Ask LH: How Should I Share Hi-Res Photos With Friends?

Dear Lifehacker, I recently went on holiday with a bunch of friends, and everyone had their own cameras and took some great photos. We all said we’d share the photos with each other when we got home, but it didn’t really happen, because no-one really knows what is the best and easiest way to share full-resolution photos that haven’t been downsampled.I packaged my photos into one zip file, placed them in my public Dropbox folder, and sent everyone the link to the file. However, I think even setting up a Dropbox account might be too difficult for most in the group. What are the options available so that I can get full-resolution photos from my friends? Regards, Photoless

Dear Photoless,

The solution you adopted using Dropbox is a pretty good one in terms of privacy. It certainly beats Facebook (which doesn’t support hi-res and is a platform some people actively resist) and Picasa (which makes some people nervous because of its default status as a largely public environment).

If your friends don’t want to install Dropbox, then any of the services highlighted in our Hive Five of file sharing sites make the task easy. For utter simplicity, Fyels, which we highlighted more recently, probably takes the cake.

That said, installing Dropbox really isn’t any harder than creating a zip archive in the first place. In this kind of situation, technophobia is often less of a problem than good intentions gone awry.

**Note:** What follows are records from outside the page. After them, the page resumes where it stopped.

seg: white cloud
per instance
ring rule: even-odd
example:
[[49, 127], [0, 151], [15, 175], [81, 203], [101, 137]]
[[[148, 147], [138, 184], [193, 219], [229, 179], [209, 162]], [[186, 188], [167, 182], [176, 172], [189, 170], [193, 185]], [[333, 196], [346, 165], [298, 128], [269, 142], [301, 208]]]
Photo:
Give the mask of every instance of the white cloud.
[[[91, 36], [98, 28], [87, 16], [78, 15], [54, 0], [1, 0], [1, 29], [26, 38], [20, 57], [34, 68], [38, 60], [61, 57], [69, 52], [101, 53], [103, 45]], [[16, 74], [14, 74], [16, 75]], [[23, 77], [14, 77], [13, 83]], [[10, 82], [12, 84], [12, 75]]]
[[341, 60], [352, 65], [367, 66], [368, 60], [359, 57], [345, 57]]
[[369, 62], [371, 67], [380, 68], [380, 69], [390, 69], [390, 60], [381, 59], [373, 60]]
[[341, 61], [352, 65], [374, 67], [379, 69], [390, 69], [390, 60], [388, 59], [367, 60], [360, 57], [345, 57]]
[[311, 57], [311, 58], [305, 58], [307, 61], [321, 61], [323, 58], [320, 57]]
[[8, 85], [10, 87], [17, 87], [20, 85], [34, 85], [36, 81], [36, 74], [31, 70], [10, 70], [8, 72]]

Everyone agrees that sharing photos after a holiday is a great idea, but many people quickly get swept back up into ordinary life and photo uploading ends up at the bottom of an infinite to-do list. In your group of friends, you sound like the efficient one, but any solution needs to start from the perspective of the least-efficient member.

The ideal strategy in this specific situation is to schedule a post-holiday group meet-up. Put aside an evening a fortnight after everyone gets back to meet up at someone’s place. (Setting this date should be part of the pre-trip planning.)

Everyone brings their cameras (or SD cards); one person brings a laptop and a card reader. A giant archive of everyone’s photos can quickly be created, and then burnt to CDs/copied to USB/placed online. Inevitably, super-organised types will have a clean set of hand-picked photos; others will have an undisciplined mess. But everyone should get access this way.

That won’t cover every contingency (such as different home cities), but it’s definitely a start. If readers have other ideas to share on how they have accomplished this task, we’d love to hear them in the comments.